Ragù, friarielli, spassatiemp’ e sfogliatelle. Il pranzo della domenica per un napoletano è sacro. E, soprattutto, comincia alle tre. Noi, tifosi della prima ora, invece, alle tre eravamo già in piena preparazione stadio. Sciarpa, zaino, chewingum anti stress, e con il Napoli, ormai, ce n’è sempre bisogno, abbonamento, calendario per le bestemmie, nel caso dimenticassimo qualcuno, giubbino anti pioggia. Che una rondine non fa primavera e ce ne siamo accorti.
Insomma, la partita delle 18:30 di domenica è anche peggio di quella delle 19 del lunedì. E ti fa anche perdere quelle delle 15 e almeno il primo tempo di quelle della sera. Una tragedia. Ma il nostro dovere lo facciamo sempre e allora alle 15:30 eravamo in auto in direzione San Paolo. E mentre si va, si prende già appuntamento per la prossima in casa, quella con la Juve, allo stesso orario. Ma con la partita due ore dopo. Contro i bianconeri, non esiste pre-partita inferiore alle cinque ore, si sa.
Arriviamo al tempio che il cielo regge ancora, superiamo controllo zaini e bombe a mano e passiamo velocemente il passaggio ai tornelli. Saliamo sugli spalti, prendiamo i soliti posti, salvo lasciarli dopo pochi minuti quando il cielo non regge più e butta giù tanta di quell’acqua in pochi minuti che subito pensiamo: “Partita bagnata, partita fortunata!”. Già. L’avranno pensato anche i tifosi viola.

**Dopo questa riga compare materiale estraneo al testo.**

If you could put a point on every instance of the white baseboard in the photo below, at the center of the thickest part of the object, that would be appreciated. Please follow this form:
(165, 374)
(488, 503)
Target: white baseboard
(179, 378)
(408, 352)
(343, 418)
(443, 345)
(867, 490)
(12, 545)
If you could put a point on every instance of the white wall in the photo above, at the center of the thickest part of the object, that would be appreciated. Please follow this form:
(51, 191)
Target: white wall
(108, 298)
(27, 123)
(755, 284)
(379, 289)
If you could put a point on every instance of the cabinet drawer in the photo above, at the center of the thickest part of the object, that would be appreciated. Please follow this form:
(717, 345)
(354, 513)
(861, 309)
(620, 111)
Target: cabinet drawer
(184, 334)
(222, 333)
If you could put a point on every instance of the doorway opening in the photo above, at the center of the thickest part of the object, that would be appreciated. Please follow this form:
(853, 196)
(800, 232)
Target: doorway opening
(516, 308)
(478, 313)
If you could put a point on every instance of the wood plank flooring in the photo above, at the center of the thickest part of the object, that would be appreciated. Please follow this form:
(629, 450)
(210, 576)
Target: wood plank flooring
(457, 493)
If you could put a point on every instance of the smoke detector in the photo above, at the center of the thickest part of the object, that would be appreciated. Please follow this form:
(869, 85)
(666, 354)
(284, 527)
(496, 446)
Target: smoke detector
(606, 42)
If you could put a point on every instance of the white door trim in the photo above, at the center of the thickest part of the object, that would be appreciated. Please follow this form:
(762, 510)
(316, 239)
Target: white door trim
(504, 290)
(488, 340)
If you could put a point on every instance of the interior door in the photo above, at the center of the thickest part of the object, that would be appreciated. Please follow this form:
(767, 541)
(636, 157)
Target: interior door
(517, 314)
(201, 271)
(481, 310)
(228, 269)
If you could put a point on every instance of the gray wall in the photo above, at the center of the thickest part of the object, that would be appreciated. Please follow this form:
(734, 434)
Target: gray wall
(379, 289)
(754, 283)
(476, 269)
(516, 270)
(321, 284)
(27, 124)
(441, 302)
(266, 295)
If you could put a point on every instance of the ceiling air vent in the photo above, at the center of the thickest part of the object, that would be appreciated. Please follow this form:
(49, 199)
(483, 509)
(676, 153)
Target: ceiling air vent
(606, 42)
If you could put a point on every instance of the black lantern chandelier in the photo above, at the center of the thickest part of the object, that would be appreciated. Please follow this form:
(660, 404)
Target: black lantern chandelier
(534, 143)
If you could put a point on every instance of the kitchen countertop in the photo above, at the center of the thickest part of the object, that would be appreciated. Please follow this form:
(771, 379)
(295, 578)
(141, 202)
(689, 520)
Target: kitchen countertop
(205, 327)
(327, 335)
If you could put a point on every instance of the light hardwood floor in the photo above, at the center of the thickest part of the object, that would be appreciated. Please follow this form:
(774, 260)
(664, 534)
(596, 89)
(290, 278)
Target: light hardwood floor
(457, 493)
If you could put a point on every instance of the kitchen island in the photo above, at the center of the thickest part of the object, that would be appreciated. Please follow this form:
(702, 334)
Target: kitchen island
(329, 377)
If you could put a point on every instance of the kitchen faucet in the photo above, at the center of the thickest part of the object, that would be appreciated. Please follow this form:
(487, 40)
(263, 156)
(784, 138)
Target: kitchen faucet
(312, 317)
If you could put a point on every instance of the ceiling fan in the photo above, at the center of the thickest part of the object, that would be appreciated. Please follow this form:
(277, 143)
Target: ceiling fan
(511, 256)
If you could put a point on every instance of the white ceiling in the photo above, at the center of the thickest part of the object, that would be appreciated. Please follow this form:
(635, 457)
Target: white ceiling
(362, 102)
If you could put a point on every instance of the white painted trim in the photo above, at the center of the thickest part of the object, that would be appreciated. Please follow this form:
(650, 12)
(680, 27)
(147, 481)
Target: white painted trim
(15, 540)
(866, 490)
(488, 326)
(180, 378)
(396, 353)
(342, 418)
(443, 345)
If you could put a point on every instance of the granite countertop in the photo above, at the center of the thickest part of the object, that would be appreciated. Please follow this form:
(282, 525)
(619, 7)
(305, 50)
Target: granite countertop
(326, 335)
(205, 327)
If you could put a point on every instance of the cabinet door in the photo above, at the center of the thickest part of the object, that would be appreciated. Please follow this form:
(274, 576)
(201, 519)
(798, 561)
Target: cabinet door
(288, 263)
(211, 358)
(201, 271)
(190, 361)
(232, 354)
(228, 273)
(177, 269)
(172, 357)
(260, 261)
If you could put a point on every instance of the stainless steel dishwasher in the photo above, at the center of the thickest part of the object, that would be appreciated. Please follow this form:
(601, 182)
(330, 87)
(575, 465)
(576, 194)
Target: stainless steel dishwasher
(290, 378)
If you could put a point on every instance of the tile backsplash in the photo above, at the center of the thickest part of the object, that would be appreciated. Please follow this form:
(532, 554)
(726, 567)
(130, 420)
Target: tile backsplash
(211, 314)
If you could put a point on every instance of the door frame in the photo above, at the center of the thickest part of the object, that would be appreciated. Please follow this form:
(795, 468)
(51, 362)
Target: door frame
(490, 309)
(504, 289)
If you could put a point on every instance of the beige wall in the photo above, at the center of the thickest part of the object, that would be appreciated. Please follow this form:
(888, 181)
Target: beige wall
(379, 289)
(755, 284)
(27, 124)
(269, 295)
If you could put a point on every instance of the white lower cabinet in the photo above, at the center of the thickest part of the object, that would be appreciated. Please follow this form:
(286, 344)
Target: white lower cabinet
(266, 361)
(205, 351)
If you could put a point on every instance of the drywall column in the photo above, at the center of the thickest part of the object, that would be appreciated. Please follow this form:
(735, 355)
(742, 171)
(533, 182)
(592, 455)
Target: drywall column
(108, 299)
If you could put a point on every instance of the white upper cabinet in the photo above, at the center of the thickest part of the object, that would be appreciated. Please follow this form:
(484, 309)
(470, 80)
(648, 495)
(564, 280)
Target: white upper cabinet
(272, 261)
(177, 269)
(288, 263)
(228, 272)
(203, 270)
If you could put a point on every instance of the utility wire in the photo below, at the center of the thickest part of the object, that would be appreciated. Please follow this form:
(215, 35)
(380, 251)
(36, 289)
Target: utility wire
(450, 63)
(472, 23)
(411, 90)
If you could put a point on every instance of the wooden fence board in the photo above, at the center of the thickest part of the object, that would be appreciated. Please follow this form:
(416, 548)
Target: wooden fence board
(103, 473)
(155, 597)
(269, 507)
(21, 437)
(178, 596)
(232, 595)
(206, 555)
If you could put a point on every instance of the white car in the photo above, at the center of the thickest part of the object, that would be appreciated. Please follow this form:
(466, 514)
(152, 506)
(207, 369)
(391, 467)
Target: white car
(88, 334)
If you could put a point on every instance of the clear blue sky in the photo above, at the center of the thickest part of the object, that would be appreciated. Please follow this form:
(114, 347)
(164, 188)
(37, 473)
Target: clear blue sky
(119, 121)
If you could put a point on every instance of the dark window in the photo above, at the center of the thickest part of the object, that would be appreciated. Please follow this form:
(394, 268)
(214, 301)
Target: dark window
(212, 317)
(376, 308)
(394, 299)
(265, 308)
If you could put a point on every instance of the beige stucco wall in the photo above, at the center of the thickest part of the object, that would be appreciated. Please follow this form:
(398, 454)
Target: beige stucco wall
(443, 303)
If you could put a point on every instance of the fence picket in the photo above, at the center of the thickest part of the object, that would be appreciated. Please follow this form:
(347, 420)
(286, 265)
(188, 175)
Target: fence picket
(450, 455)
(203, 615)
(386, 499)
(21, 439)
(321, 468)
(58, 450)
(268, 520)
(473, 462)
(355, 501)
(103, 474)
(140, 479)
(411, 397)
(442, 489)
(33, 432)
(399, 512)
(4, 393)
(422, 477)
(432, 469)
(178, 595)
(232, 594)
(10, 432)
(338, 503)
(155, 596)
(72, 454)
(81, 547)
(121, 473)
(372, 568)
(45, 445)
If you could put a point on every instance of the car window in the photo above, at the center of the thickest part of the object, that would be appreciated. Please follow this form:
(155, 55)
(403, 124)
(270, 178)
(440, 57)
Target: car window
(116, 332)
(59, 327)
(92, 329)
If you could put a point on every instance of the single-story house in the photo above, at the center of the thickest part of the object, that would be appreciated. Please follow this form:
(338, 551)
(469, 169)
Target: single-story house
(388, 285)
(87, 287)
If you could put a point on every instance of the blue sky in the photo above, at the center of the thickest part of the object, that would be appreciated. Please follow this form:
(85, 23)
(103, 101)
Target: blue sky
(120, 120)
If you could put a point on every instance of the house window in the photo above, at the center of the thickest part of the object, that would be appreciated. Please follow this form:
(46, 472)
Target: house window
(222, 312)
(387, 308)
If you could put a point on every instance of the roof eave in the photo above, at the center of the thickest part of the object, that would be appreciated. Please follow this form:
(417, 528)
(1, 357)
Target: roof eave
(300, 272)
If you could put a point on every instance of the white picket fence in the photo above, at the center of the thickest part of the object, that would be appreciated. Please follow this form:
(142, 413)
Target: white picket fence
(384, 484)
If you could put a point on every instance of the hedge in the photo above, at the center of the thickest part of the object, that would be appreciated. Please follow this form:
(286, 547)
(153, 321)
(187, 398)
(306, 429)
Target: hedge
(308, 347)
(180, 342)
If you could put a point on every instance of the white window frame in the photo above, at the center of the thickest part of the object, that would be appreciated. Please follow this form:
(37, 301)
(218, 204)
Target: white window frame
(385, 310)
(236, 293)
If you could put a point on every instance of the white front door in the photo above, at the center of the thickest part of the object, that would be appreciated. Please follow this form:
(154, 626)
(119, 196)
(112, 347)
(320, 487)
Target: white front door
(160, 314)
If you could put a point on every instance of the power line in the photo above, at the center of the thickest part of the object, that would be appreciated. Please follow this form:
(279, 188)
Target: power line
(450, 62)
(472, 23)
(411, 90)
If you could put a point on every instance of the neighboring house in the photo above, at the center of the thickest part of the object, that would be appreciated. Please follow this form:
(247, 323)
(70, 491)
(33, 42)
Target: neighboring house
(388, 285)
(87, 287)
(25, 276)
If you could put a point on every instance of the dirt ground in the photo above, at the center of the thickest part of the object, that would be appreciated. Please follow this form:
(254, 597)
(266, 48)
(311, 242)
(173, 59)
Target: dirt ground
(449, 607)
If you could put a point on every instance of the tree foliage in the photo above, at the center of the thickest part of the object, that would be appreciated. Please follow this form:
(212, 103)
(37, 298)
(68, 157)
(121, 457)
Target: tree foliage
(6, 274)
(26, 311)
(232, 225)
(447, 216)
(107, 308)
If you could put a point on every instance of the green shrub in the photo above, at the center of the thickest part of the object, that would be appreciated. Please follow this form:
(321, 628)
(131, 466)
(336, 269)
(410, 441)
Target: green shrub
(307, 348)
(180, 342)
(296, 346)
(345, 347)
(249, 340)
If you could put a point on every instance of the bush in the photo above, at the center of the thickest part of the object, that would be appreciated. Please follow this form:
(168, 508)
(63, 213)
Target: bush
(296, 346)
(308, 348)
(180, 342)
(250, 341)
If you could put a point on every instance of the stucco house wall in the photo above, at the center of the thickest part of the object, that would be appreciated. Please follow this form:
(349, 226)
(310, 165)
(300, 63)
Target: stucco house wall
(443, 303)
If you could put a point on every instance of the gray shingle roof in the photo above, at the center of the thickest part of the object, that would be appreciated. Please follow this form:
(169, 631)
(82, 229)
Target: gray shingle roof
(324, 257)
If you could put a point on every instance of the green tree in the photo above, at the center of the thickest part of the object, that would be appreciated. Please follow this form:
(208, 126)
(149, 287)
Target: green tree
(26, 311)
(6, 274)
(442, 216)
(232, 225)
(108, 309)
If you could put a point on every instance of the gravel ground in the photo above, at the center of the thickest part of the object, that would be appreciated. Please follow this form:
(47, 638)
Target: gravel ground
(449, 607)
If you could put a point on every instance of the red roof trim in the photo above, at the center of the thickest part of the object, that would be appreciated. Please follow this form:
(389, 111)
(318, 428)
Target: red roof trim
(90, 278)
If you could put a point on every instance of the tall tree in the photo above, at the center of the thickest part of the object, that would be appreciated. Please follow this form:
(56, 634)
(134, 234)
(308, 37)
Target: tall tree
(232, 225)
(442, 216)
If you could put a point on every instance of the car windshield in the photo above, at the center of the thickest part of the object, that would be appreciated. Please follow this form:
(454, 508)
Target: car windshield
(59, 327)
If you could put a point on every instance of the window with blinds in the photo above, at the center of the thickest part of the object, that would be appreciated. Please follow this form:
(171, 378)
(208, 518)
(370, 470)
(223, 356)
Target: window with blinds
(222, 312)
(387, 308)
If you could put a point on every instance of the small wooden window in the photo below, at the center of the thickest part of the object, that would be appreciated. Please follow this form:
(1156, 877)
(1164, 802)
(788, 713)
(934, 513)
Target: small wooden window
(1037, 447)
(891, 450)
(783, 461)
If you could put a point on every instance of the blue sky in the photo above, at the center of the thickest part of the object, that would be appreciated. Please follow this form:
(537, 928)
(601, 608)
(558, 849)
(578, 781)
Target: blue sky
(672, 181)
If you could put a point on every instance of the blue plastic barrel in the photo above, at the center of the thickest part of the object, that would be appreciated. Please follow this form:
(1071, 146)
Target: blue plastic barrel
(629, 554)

E a proposito di viola, ringraziamo una dolce donzella del gruppo che si è presentata allo stadio con le unghie smaltate di un viola imbarazzante e la invitiamo a non venire domenica prossima con le unghie bianconere. Non ci limiteremo a semplici sfottò e foto ricattatorie. Grazie!
E, visto che durante l’ultima partita di Europa League contro il Porto, l’unica a cui ho mancato e non succederà più che sono già stata minacciata da più persone, sono arrivate anche zeppole di San Giuseppe e taralli e qualcuno si è lamentato che si facesse troppa festa, allora abbiamo deciso per un low profile culinario. Anche perché il pranzo domenicale imponeva solo acqua e bibite gassate per la digestione. Ignari che a fine partita l’unica cosa non digerita sarebbe stata il risultato.
Alle 18:30 la partita comincia. Mertens fuori e tutti ci chiediamo il perché. Poi Mertens entra e tutti ci chiediamo il perché. Ma solo dopo che lo hanno azzoppato. Il tutto senza un minimo intervento dell’arbitro. Fossi stata Tagliavento, a quel punto, l’avrei anche ammonito per simulazione. Ma evidentemente il rosso gli si addice di più. E allora giochiamo quasi tutta la partita con Ghoulam negli spogliatoi, Callejon come tuttofare, Henrique che lo segue a ruota, Higuain che impreca ma non segna, Inler che tira da fuori area ma non segna, Insigne che tira punizioni ma non segna. Nonostante l’invocazione gridata da dietro: “Che lo spirito di Maradona sia in te!”
Insomma, non segniamo e per la seconda volta in quattro giorni giochiamo noi e vincono loro. Comodo, no?
Ce ne andiamo parecchio sconsolati. E mentre mettiamo piede fuori dal tempio ancora imprecanti, sicuri che la settimana stava iniziando molto male e pronti ad affogare tra tifosi-allenatori/ tifosi-giocatori/ tifosi-preparatori atletici, ascoltiamo una vocina femminile, quasi infastidita, che dice: “Non solo siamo venuti fin qui, abbiamo pure perso!”. E penso: “Signori’, a teatro il viola porta male. La prossima volta, facitem’o piacere! Statev’a cas’, oi’!”